For the seasoned karaoke veteran, song selection is no mere heat/spur of the moment decision and, as such, is rarely taken lightly or recklessly. The prudent amateur vocalist will spend lengthy hours during the intermittent weeks between karaoke gatherings pouring over his or her iTunes library, making a mental or written note of which tunes to request on the subsequent evening in question. The subject will rarely if ever repeat a selection, except in self-referential instances, motivated by either nostalgia or circumstantial emotional factors (see “Impact” below). The subject can list in order of annoyance the Do Not Do’s, which include capital offenses like “Don’t Stop Believing,” “Wanted Dead or Alive,” any Beatles song, and (worst of all) anything that’s come out within the last six months. Additionally, the subject’s “set list” will be meticulously planned out ahead of time, opening with a suitably upbeat party starter (“Sledgehammer,” “1999,” anything by the Pet Shop Boys), peaking with a crowd-involving anthem (“Freedom ’90,” perhaps), and finishing off with an emotionally satisfying climax (“Take Me Home” and “Closing Time” are some obvious choices). The subject will know every local karaoke joint’s songbook inside and out, dissecting and analyzing each one’s variety, quirky typos, and propensity towards left-field inclusions (“Stripsearch” by Faith No More, anything by Tool). Finally, the subject will make regular requests to their resident karaoke DJ, ranging from the completely unreasonable (anything by Tori Amos that isn’t “Cornflake Girl”) to the painfully obvious (every good karaoke book should have Duran Duran’s “Ordinary World”).

Technique

For the Serious Karaoke Singer, alcohol consumption is just one of several variables factoring in the overall performance.
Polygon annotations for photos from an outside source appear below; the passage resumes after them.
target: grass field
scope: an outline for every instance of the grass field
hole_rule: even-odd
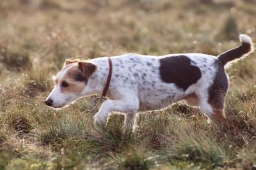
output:
[[[256,169],[256,54],[228,70],[227,125],[175,103],[95,127],[92,97],[44,101],[67,59],[218,55],[256,42],[254,0],[0,0],[0,169]]]

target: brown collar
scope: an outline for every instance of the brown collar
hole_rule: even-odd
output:
[[[109,69],[108,71],[108,76],[107,79],[107,82],[106,83],[105,88],[103,90],[102,94],[101,94],[102,97],[105,97],[107,94],[108,87],[109,87],[110,81],[111,80],[112,76],[112,61],[110,57],[108,57],[108,64],[109,65]]]

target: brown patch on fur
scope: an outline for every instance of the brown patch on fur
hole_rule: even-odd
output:
[[[211,120],[212,120],[215,124],[218,125],[221,125],[226,118],[225,116],[224,110],[213,110],[212,116],[211,117]]]

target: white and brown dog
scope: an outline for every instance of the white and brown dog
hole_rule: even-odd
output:
[[[225,118],[229,85],[224,66],[253,50],[250,37],[239,38],[241,46],[217,57],[202,53],[161,57],[128,53],[111,57],[113,65],[109,57],[67,60],[45,103],[60,108],[86,96],[101,95],[107,89],[109,99],[95,115],[96,122],[106,123],[111,111],[122,112],[125,127],[132,129],[139,111],[162,109],[180,100],[199,106],[210,120],[220,122]]]

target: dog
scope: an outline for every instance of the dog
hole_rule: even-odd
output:
[[[108,99],[93,117],[97,124],[106,124],[112,111],[121,112],[125,113],[125,127],[134,131],[138,111],[161,110],[181,100],[199,106],[211,121],[220,124],[225,118],[229,86],[225,66],[253,51],[249,36],[240,34],[239,39],[239,46],[217,57],[202,53],[159,57],[128,53],[67,60],[45,104],[60,108],[104,90]]]

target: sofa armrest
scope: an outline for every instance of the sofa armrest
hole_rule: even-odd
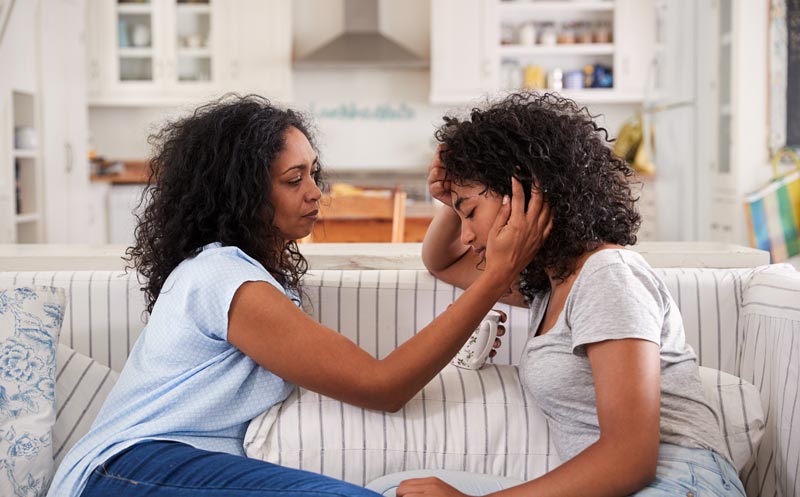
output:
[[[756,463],[743,475],[748,495],[800,493],[800,273],[786,266],[756,272],[741,307],[738,375],[761,392],[766,431]]]

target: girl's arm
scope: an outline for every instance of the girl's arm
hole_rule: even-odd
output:
[[[619,497],[655,477],[659,446],[659,347],[640,339],[587,345],[597,398],[600,438],[536,480],[494,497]],[[557,374],[557,373],[556,373]],[[407,480],[399,497],[460,496],[436,478]]]
[[[522,187],[515,182],[514,188],[519,193],[500,209],[492,227],[486,270],[386,358],[373,358],[264,282],[245,283],[234,295],[228,341],[265,369],[309,390],[361,407],[400,409],[455,356],[547,235],[541,196],[526,214]]]
[[[461,243],[461,219],[453,209],[450,192],[445,185],[444,167],[436,150],[428,168],[428,189],[431,196],[445,207],[433,217],[422,242],[422,262],[428,271],[442,281],[459,288],[468,288],[483,272],[483,260],[468,245]],[[527,307],[525,298],[519,293],[519,275],[511,285],[511,292],[500,299],[505,304]]]

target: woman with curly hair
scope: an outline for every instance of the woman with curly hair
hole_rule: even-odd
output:
[[[307,265],[295,240],[311,232],[321,197],[302,116],[233,96],[167,124],[151,142],[146,206],[128,250],[147,278],[150,319],[49,495],[375,495],[244,457],[247,423],[292,384],[399,409],[531,261],[545,234],[541,197],[527,213],[521,200],[505,202],[487,235],[486,271],[378,360],[299,307]]]
[[[499,496],[744,496],[697,360],[663,281],[636,252],[640,218],[628,165],[585,109],[512,94],[468,119],[445,118],[423,261],[471,288],[491,264],[489,228],[512,178],[541,192],[553,228],[504,301],[530,307],[520,379],[563,464]],[[485,266],[484,266],[485,265]],[[462,495],[435,478],[400,496]]]

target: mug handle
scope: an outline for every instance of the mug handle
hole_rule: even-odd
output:
[[[498,321],[496,319],[484,319],[481,321],[480,333],[481,335],[488,334],[488,337],[481,353],[473,358],[476,368],[483,365],[494,347],[494,340],[497,338],[497,324]]]

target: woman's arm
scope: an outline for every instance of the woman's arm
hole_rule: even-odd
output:
[[[547,236],[549,218],[539,215],[541,197],[526,214],[521,186],[515,182],[514,187],[519,195],[501,208],[492,227],[486,270],[385,359],[373,358],[317,323],[264,282],[245,283],[234,295],[228,341],[264,368],[309,390],[362,407],[399,409],[455,356]]]
[[[597,398],[600,438],[573,459],[536,480],[495,497],[619,497],[655,477],[660,421],[657,344],[639,339],[587,345]],[[554,372],[558,374],[558,372]],[[460,496],[436,478],[407,480],[399,497]]]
Vodka based drinks are very easy on the vocal chords, for example, while dark, heavier beers have the propensity to induce involuntary gagging during especially strenuous numbers. (Nobody wants to hear a dry heave during the soaring chorus of “Kiss From A Rose”.) The seasoned karaoke vet knows to pace him or herself accordingly, choosing more raucous songs later in the evening, when timbre, pitch, and proper embellishment are less easily achieved (see “Selection” above). It goes without saying that the SKS subject knows each chosen song inside and out, and may very well practice at home during the days leading up to, or even during, the karaoke excursion. You can usually spot one of them sitting alone in the corner, listening to their iPod with steely-eyed concentration, trying to remember exactly how D’Angelo phrases that third line in “Untitled.” Through trial and error, the subject soon learns which of the three versions of Prince’s “Kiss” are in the correct key and exactly how far they can carry a convincing falsetto. (“Tragedy” is a full ninety seconds longer than “Night Fever,” FYI.)

Impact

Every karaoke night needs that one guy or girl with the gall to sing “With Or Without You” or “Brick” by Ben Folds Five. While most people are just there to drink and made obnoxious asses out of themselves, the Serious Karaoke Singers suffer from a very deep, often uncontrollable urge to express themselves through other people’s songs. For them, it’s no mere excuse to butcher the English language and major pentatonic scales simultaneously— karaoke is a serious artistic endeavor. Mumbling through Radiohead’s “No Surprises” in a drunken stupor, surrounded by my best friends in that tiny Irish pub a short twenty-four hours before flying back to downriver Michigan, is a memory I’m not liable to soon forget. None of us are talented enough to write our own music, and nobody sits around and just listens to records anymore, so karaoke is the next best thing for groups of friends who like pop music as much – if not a little bit more – than they like hard liquor. As Rob Sheffield once wrote, it’s so much easier to sing than it is to talk. New Yorkers don’t express their own feelings— we use Madonna’s. Like that one pro athlete on the team who genuinely still loves playing the game, Serious Karaoke Singers are a rare, perpetually motivated, and (perhaps) naively earnest breed.

So if you happen to find yourself standing under the hot lights of a local karaoke stage this New Year’s Eve, remember to pick a song you can still sing while inebriated, because somewhere in the back of the bar, there’s a group of pretentious dweebs laughing at you, not with you.